Bluefield Daily Telegraph, Bluefield, WV

Editorials

August 23, 2012

Still growing

Hatfield-McCoy permit sales climb

— — The five-county Hatfield-McCoy Trail system in southern West Virginia is still growing despite a troubled national economy.

Permit sales along the five-county trail system are up 10 percent from this time last year, according to Hatfield-McCoy Trails Executive Director Jeff Lusk. That includes more than 1,000 permits that have already been sold for the new Pocahontas Trails in Mercer County.

The jump in permit sales is an encouraging sign, particularly considering that the permanent trailhead site won’t be operational until 2013. It is planned at the site of the old Bluestone School in Bramwell.

The trail business is proving to be good business for the small town of Bramwell, which is quickly becoming a new destination for off-road riders across the nation.

The town has already seen visitors from New Hampshire, Massachusetts, New York, Pennsylvania, Ohio, Wisconsin, Minnesota, Michigan, North Carolina, Virginia, South Carolina, Georgia, Florida, Mississippi and Kentucky, according to Mayor Louise Stoker.

The recent airing of a segment of “Fisher’s ATV World” that focused on the town, and the new Pocahontas Trails segment of the Hatfield-McCoy Trail, has certainly helped to increase awareness of the trail system. And more national publicity is on the way.

Mike Pinkerton, marketing director for the Hatfield-McCoy Trails, said the Kawasaki company is planning additional national media rides for Tuesday, Aug. 28, and Wednesday, Aug. 29, in Bramwell to help draw additional attention to the Hatfield-McCoy system.

“It’s going to be their media guests from various television and ATV outlets across the country,” Pinkerton said. “They are going to be coming in and doing TV stories. So you will have about seven or eight big media outlets coming in there to ride.”
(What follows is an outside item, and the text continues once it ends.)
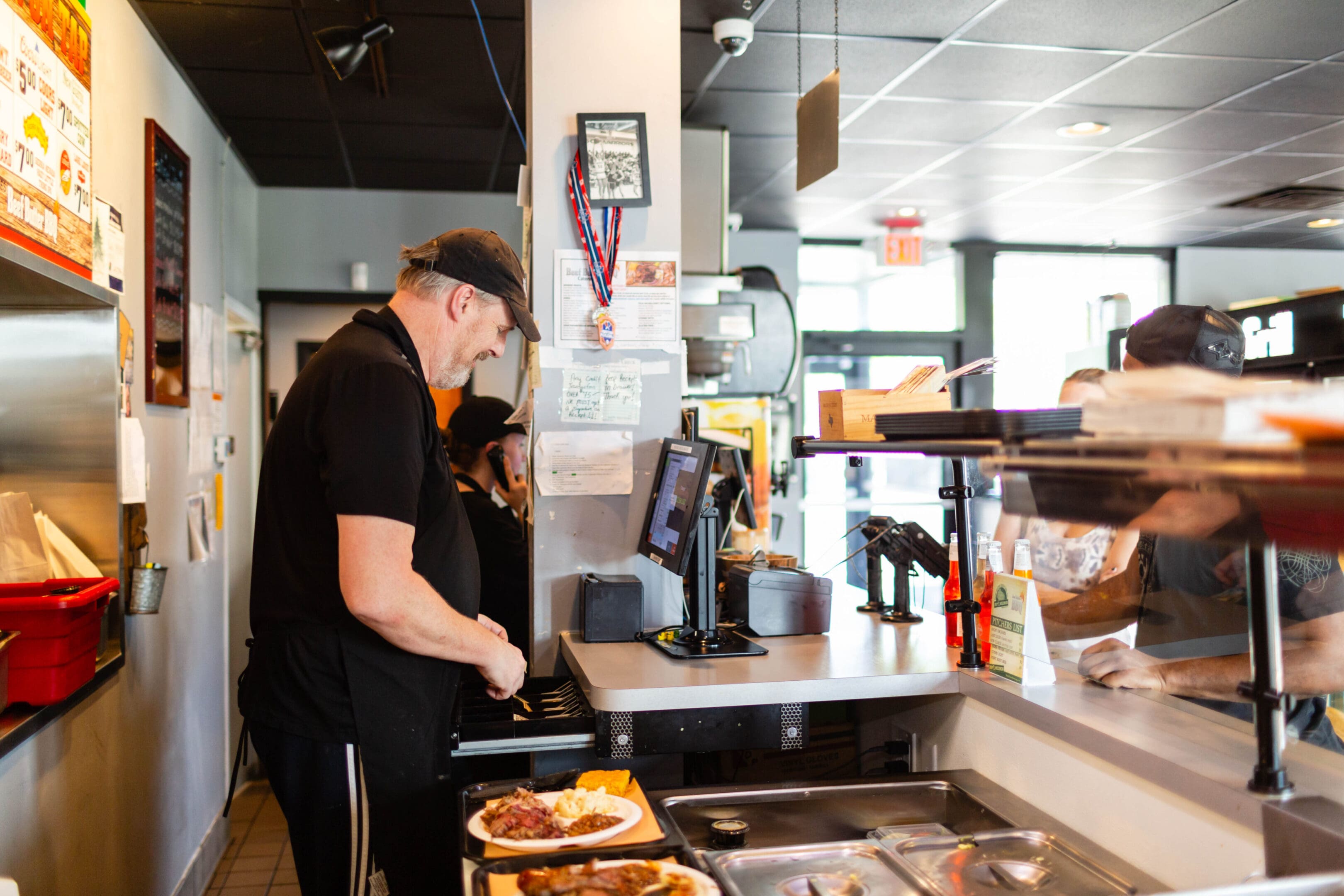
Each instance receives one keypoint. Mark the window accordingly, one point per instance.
(843, 288)
(1049, 317)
While the nation’s tourism industry has not been immune to the troubled national economy, the southern West Virginia-based trail system is still growing. And that’s a powerful testament to the unique drawing power of the Hatfield-McCoy Trail system.

It’s also good news for the five counties that operate the trail system, including Mercer and McDowell.

But additional housing, including hotels, motels, ATV resorts and bed and breakfast facilities, are still needed in the five counties, according to Lusk. Lusk considers the lack of additional beds as the biggest stumbling block to further trail growth.

“We just don’t have enough capacity to accommodate the number of people who want to come in,” Lusk said last week. “It’s just a matter of getting those entrepreneurs excited about coming in.”

Local entrepreneurs who have been holding back on the development of additional hotels, motels, camp grounds, bed and breakfast facilities and other attractions near the trail system are urged to take advantage of this great tourism attraction for southern West Virginia.

And with the new Spearhead Trails being developed in neighboring Southwest Virginia, the sky could be the limit for ATV tourism growth in our region in the coming years.